Thé, pâtisseries, elle connaissait bien ça. Mais, à sa connaissance, aucun ne proposait un spectacle mettant en avant la fabrication de sculptures de verre. Naviguant ensemble dans les rues de la Capitale, ils arrivèrent à bon port. Ses yeux s’illuminèrent devant tout ce sucre à portée de bouche.
- Concurrent ou pas, je ne peux que m’incliner devant la beauté de ces pâtisseries. Avez-vous vu celui-là ? Je me demande comment toutes ces couches peuvent tenir en équilibre…
Le reste de la journée se passa sans aucun accro particulier. Neil lui avait fait découvrir un superbe salon de thé, très différent du sien, mais qui eut le mérite de ravir ses papilles. Elle ne découvrit pas grand-chose de plus, sur cet homme qui avait débarqué dans son atelier sans crier gare. Il lui apparaissait comme quelqu'un de très sympathique, sous ses airs bougons au premier abord et, elle n'aurait su expliquer pourquoi, mais elle adorait la façon dont il avait de tordre ses lèvres lorsqu'il lui parlait, ou encore d'admirer son profil lorsqu'il se tournait.
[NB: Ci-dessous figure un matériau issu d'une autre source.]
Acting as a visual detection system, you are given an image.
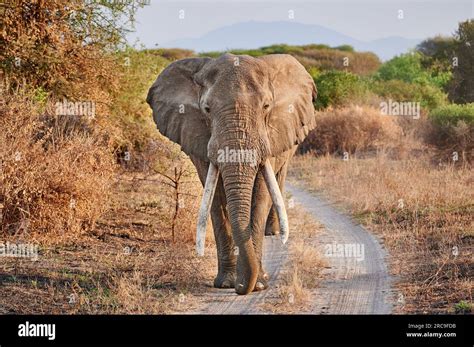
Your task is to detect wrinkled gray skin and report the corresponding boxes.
[147,54,316,294]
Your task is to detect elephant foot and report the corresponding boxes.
[214,272,235,288]
[253,271,270,292]
[265,222,280,236]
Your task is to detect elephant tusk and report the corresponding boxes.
[263,159,290,244]
[196,163,219,256]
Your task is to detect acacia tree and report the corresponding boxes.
[450,19,474,104]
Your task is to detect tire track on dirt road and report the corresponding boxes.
[192,184,392,314]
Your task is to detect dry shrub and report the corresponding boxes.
[300,105,402,154]
[292,153,474,312]
[0,91,114,240]
[264,206,326,313]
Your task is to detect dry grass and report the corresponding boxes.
[263,205,326,314]
[291,152,474,313]
[0,173,216,314]
[0,95,115,242]
[301,105,402,154]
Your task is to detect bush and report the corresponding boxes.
[0,94,115,241]
[430,103,474,126]
[427,103,474,161]
[449,19,474,103]
[300,105,401,154]
[201,44,380,75]
[376,52,451,88]
[315,70,368,109]
[369,80,447,109]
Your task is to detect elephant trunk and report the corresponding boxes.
[221,164,259,294]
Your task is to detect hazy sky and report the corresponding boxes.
[128,0,474,47]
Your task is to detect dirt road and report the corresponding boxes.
[193,184,392,314]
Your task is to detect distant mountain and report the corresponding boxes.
[162,21,422,60]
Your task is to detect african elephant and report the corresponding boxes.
[147,54,317,294]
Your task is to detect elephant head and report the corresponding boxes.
[147,54,316,294]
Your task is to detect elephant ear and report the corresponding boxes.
[146,58,212,160]
[260,54,317,154]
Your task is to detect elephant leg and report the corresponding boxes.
[265,161,289,236]
[251,172,272,290]
[211,177,237,288]
[191,157,237,288]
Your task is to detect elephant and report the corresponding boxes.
[147,53,317,295]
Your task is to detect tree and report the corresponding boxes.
[449,19,474,103]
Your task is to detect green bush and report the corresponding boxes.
[315,70,368,109]
[426,103,474,162]
[429,103,474,126]
[376,52,452,88]
[369,80,447,110]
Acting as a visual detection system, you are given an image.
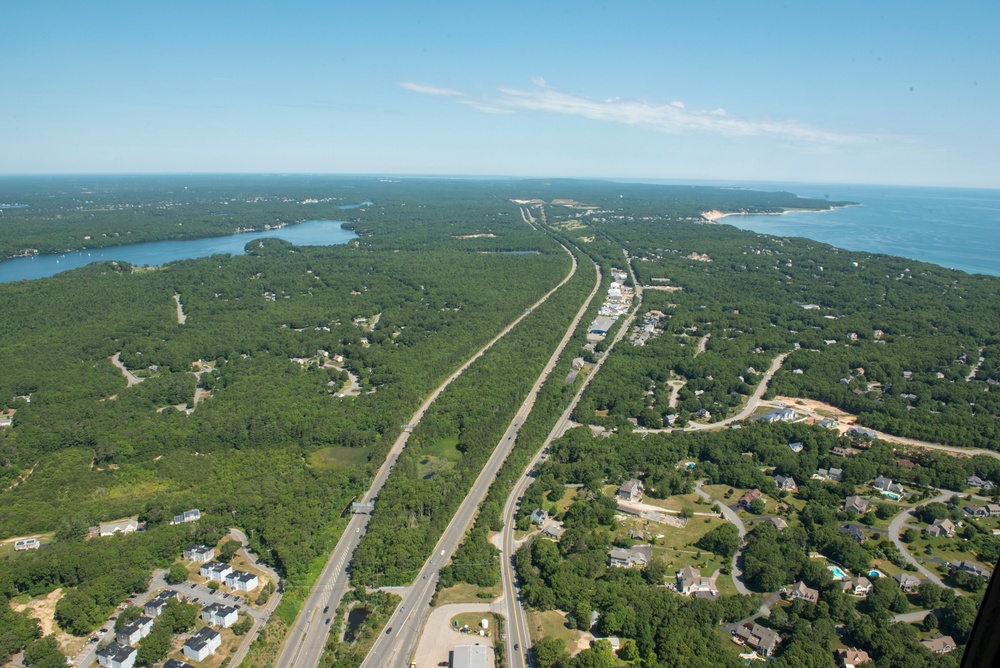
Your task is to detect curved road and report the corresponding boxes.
[694,480,752,596]
[361,246,601,668]
[500,253,642,668]
[274,246,577,668]
[889,491,957,589]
Ils s'étaient quittés devant L'Atelier. Et, alors qu'il s'apprêtait à lui faire un baise-main, elle s'était penchée pour déposer un baiser sur sa joue. Son geste n'avait aucune explication. Elle avait passé un moment très agréable, qui lui avait fait oublier les tracas de son quotidien. C'était presque sa façon à elle de le remercier. Qui sait si elle le reverrait un jour ? Ils ne faisaient pas partis du même monde. La dorée s'était ensuite reculée, un sourire irrésistible collé sur son visage, et elle lui avait fait signe de la main en s'exclamant.
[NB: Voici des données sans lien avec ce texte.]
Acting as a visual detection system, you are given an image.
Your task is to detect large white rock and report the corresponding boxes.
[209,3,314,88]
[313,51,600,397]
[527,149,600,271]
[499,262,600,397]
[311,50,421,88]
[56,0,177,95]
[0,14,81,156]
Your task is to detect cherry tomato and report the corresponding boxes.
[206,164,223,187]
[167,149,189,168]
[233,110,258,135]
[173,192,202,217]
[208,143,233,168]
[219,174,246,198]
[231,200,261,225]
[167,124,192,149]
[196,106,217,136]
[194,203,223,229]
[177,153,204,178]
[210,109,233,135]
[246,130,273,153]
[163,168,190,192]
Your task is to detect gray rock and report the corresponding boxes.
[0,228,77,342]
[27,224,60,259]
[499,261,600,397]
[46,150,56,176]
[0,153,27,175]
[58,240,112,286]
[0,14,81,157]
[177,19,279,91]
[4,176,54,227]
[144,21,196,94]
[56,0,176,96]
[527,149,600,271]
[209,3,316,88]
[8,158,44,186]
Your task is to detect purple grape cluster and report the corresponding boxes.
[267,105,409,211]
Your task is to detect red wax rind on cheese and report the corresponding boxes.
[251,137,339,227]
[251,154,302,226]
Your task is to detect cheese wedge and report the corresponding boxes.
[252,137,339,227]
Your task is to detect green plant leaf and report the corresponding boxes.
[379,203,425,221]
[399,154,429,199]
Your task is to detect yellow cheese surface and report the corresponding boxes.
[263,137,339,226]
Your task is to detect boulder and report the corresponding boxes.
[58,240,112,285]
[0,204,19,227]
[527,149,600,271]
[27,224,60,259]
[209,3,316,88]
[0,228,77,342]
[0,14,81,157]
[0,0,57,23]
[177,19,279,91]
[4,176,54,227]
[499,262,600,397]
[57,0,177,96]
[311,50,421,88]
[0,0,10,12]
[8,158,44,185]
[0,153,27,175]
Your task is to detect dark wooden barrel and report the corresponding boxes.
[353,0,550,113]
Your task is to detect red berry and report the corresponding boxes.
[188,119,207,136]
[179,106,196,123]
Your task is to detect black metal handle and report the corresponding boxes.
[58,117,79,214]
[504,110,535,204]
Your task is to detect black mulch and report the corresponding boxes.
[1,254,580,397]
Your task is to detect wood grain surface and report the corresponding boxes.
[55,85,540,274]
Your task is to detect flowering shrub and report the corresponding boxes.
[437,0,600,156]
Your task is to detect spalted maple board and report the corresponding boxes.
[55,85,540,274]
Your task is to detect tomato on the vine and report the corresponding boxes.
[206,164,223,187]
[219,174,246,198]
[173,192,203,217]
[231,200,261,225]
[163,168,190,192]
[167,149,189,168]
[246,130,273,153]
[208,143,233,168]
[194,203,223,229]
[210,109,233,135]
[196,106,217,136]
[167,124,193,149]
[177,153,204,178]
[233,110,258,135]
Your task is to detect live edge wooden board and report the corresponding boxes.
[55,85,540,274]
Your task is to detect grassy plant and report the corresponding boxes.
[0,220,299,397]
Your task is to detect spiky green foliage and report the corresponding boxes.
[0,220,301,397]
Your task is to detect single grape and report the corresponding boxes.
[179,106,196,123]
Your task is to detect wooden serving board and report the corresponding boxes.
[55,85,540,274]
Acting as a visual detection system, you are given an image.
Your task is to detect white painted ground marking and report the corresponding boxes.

- Au revoir, Neil ! Restez méfiant, surtout ! Ce serait dommage que vous débarquiez une nouvelle fois dans ma boutique, uniquement vêtu d'une culotte en dentelles...
Elle était ensuite rentrée à l'intérieur, avait verrouillé la porte à clés et était montée à l'étage pour prendre une bonne douche chaude après cette journée pleine de rebondissements. Ce n'est qu'une fois sortie, uniquement vêtue d'une serviette enroulée autour de sa poitrine, qu'elle eut soudain une pensée dérangeante. N'était-il pas un peu jeune, ce Neil ? Qu'est-ce qui lui avait pris d'être aussi gentille avec lui ? La part du mercenaire en elle désapprouvait déjà cette attitude et le lui faisait savoir, rendant ses réflexions sur la journée plus confuses encore.
- Allez, ma vieille, ressaisis-toi... se marmonna-t-elle, tout en faisant bouillir de l'eau dans une casserole.
À bien y réfléchir, elle avait probablement eu un coup de cœur, un « crush » qui ne durerait probablement pas et qu'elle aurait délaissé d'ici quelques jours voire semaines. C'était sans doute pour le mieux. Elle ne devait pas oublier de se concentrer sur ses autres objectifs. Aucune idylle n'avait encore sa place dans sa vie.